A impressão que "Paradoxo" passa é a mesma daqueles trabalhos de faculdade em que cada um faz sua parte e no final junta tudo e apresentam. Uma boa parte da fita possui o tom sério, até a cena do braço, onde o longa se transforma num pastelão digno de Filme B, quebrando completamente a lógica narrativa. Os diálogos então, são de dar pena - "O que é esse barulho na parede?" "Mas paredes não fazem barulhos" -, nada ajudados pelos personagens caricatos e motivações insípidas, num jogo onde os mesmos viram vilões e mocinhos num milésimo de segundo.

E foi revelado que o roteiro original da obra se tratava de um filme independente da franquia "Cloverfield". Ele só viria a se tornar o terceiro da linhagem após a compra dos direitos, e isso fica gritante durante a exibição. Tirando os momentos em que vemos o que está acontecendo na Terra, nada mais tem a mínima ligação com os dois filmes anteriores.

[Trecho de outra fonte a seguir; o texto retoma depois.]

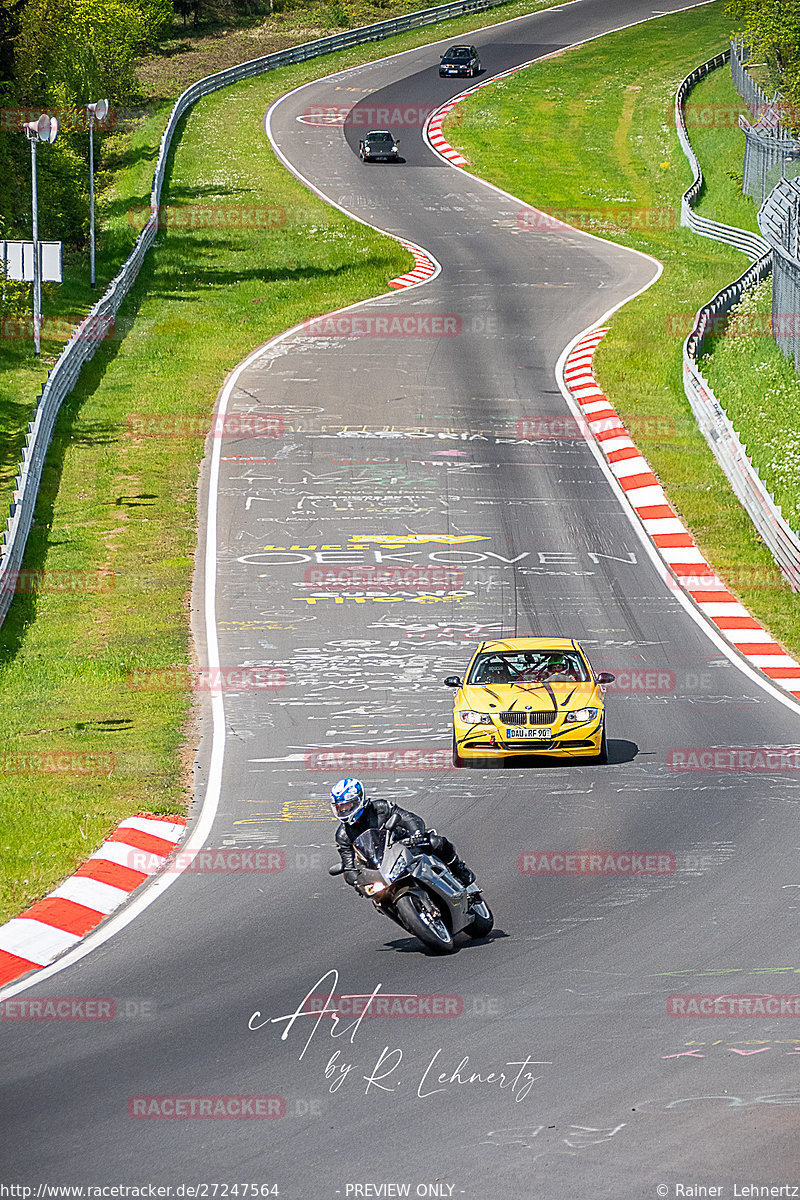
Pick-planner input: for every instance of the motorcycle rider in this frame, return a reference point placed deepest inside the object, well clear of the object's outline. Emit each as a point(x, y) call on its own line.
point(356, 813)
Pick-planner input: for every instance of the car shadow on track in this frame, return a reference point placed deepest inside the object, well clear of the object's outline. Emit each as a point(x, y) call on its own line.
point(619, 750)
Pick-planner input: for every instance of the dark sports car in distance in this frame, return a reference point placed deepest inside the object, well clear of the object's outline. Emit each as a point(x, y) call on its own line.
point(459, 60)
point(379, 144)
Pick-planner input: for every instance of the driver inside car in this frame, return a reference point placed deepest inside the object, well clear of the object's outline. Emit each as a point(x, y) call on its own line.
point(356, 814)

O fato fica ainda pior quando os tais acontecimentos terrestres são absolutamente irrelevantes - a trama da garotinha serviu para nada - e explicados de maneira rasteira.



A moral da história é: "Paradoxo" é um prequel que veio para explicar os acontecimentos da saga e não explica. O Clover aparece no nosso planeta de maneira ilógica e o final é completamente irrisório. Essa é uma produção que literalmente serviu para nada dentro do universo "Cloverfield" e não funciona nem como sci-fi avulso - "Vida" (2017) tem uma premissa quase igual e funciona de maneira anos-luz mais satisfatória (trocadilho proposital), servindo de maneira cômica como um melhor prequel que "Paradoxo".

E se teve algo que "Prometheus" (2012) aprendeu é que você não pode fazer um revival de uma franquia e deixar de fora seu principal elemento: o Alien praticamente não aparece no filme, erro logo corrigido em "Alien: Covenant". Clover, nosso mascote favorito, está na tela por dois segundos dos 102 minutos da película, fazendo com que o expectador seja obrigado a se contentar com explosões toscas e dilemas intragáveis.

"O Paradoxo Cloverfield" vem para comprovar a maldição do selo "Original Netflix" no cinema: praticamente todos os filmes produzidos ou distribuídos pela plataforma são lamentáveis - até hoje sinto as queimaduras causadas pela radiação de "Death Note". "Paradoxo" não foi produzido pela gigante, apenas distribuído, porém é uma obra que emula todas as artimanhas no subgênero espaço + alienígena, servindo apenas para extinguir a paciência de sua plateia e entregando mais um capítulo tenebroso ao catálogo, que precisa urgentemente rever suas escolhas de compra, afinal, é o nome "Netflix" que vem à frente. Ter o selo "Cloverfield" atrelado a isso e uma esperta jogada de marketing não faz com que o longa seja minimamente salvo do ostracismo. E por favor, quem quer que seja que tenha aprovado a ideia da trama com o braço merece ser demitido.